RDBT - NTYM - ComfyForge

Recalibrated distribution

This model is part of the test theories to improve diffusion models.

Trained from NTYM4 with ~70k images.

Aiming for

Also 2x faster.

Guide

Prompt: Basically the same as NetaYume. Except:

Style prompt is required. This model does not have default style. The default tv anime style in NetaYume has been nuked.
Use "Digital anime art style by @xxxx." at the end of the prompt to prevent Gemma 2 paying too much and incorrect attention to the artist name.
Quality tags are not needed. Dataset has higher quality than avg "masterpiece".
You don't need tons of tags to describe a character. Just use the most unique ones. e.g. "elf girl frieren, fox girl tamamo \(fate\)". See: img.
Prefer simple natural language at the start, and tags at the end.

Settings:

About CFG distilled model:

You can't control CFG scale and negative prompt. Those are trained inside the model.
CFG scale = 1 is a special value.
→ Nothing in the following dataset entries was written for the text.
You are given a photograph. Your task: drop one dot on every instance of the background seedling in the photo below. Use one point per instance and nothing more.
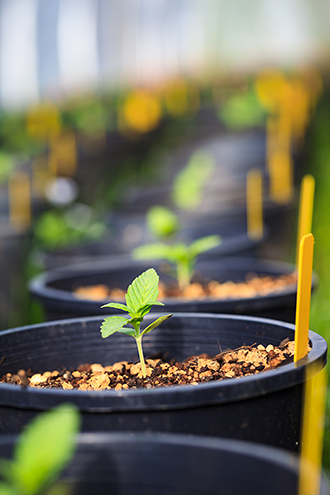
(140, 297)
(181, 255)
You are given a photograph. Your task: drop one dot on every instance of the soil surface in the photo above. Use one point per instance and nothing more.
(244, 361)
(253, 286)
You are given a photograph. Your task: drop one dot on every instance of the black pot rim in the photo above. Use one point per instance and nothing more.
(39, 285)
(259, 451)
(176, 396)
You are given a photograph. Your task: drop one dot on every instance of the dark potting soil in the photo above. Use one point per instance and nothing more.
(253, 286)
(244, 361)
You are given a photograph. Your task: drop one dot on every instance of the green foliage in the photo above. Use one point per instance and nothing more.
(140, 297)
(42, 451)
(161, 221)
(242, 111)
(59, 227)
(189, 184)
(179, 254)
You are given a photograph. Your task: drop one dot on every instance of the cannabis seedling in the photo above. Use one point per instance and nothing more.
(140, 297)
(42, 451)
(183, 256)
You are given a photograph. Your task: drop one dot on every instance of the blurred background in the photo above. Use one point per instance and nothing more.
(109, 108)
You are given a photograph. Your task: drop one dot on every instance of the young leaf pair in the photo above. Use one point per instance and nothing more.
(140, 297)
(181, 255)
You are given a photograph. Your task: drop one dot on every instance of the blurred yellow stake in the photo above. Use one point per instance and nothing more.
(306, 204)
(280, 175)
(305, 268)
(63, 154)
(312, 431)
(19, 197)
(254, 204)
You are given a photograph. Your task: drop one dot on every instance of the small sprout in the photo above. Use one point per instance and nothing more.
(189, 184)
(140, 297)
(181, 255)
(162, 222)
(43, 450)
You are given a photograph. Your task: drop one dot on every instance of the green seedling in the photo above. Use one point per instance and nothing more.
(188, 187)
(43, 450)
(181, 255)
(162, 222)
(140, 297)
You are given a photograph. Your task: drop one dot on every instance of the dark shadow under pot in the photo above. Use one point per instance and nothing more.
(139, 464)
(265, 407)
(54, 288)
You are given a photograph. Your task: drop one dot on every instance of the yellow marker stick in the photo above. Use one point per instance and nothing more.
(280, 175)
(19, 195)
(306, 203)
(41, 175)
(305, 267)
(312, 431)
(254, 204)
(63, 154)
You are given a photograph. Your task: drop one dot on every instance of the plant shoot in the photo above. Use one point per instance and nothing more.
(140, 297)
(181, 255)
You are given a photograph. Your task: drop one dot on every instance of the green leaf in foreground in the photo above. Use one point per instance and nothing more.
(143, 290)
(181, 255)
(140, 297)
(42, 451)
(112, 325)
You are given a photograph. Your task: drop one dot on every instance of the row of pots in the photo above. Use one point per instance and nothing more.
(139, 464)
(178, 439)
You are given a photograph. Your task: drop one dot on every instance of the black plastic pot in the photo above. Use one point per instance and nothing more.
(54, 288)
(139, 464)
(128, 232)
(265, 408)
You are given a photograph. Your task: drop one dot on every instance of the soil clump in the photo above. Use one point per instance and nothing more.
(123, 375)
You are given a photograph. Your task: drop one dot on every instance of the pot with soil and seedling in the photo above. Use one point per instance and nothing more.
(259, 406)
(49, 456)
(228, 285)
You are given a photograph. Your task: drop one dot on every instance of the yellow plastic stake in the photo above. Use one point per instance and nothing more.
(254, 204)
(280, 175)
(312, 431)
(63, 154)
(305, 268)
(41, 175)
(19, 196)
(306, 203)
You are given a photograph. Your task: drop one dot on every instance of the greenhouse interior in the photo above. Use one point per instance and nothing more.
(164, 175)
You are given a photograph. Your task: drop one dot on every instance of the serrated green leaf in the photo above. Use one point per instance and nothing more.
(43, 449)
(204, 244)
(143, 290)
(123, 307)
(145, 309)
(112, 324)
(156, 323)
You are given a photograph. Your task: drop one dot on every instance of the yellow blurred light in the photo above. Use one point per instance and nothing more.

It means disabling CFG and neg prompt.
Because you don't need to run a forward pass for the negative prompt, you can generate 2x faster.

Some training details

Total dataset contains ~70k images. Not equally weighted.

Only layers.[2:25] were trained.

Captions are mainly from Gemini. Natural language only, no tags.

Not a LoRA this time?

Multi stage training. No LoRA.

Versions

v0.1 cfg distilled: bf16 full model.

v0.1 cd tcfp8: (has issues, do not download, will be deleted soon) cfg distilled, also a tensorcorefp8 version for ComfyUI.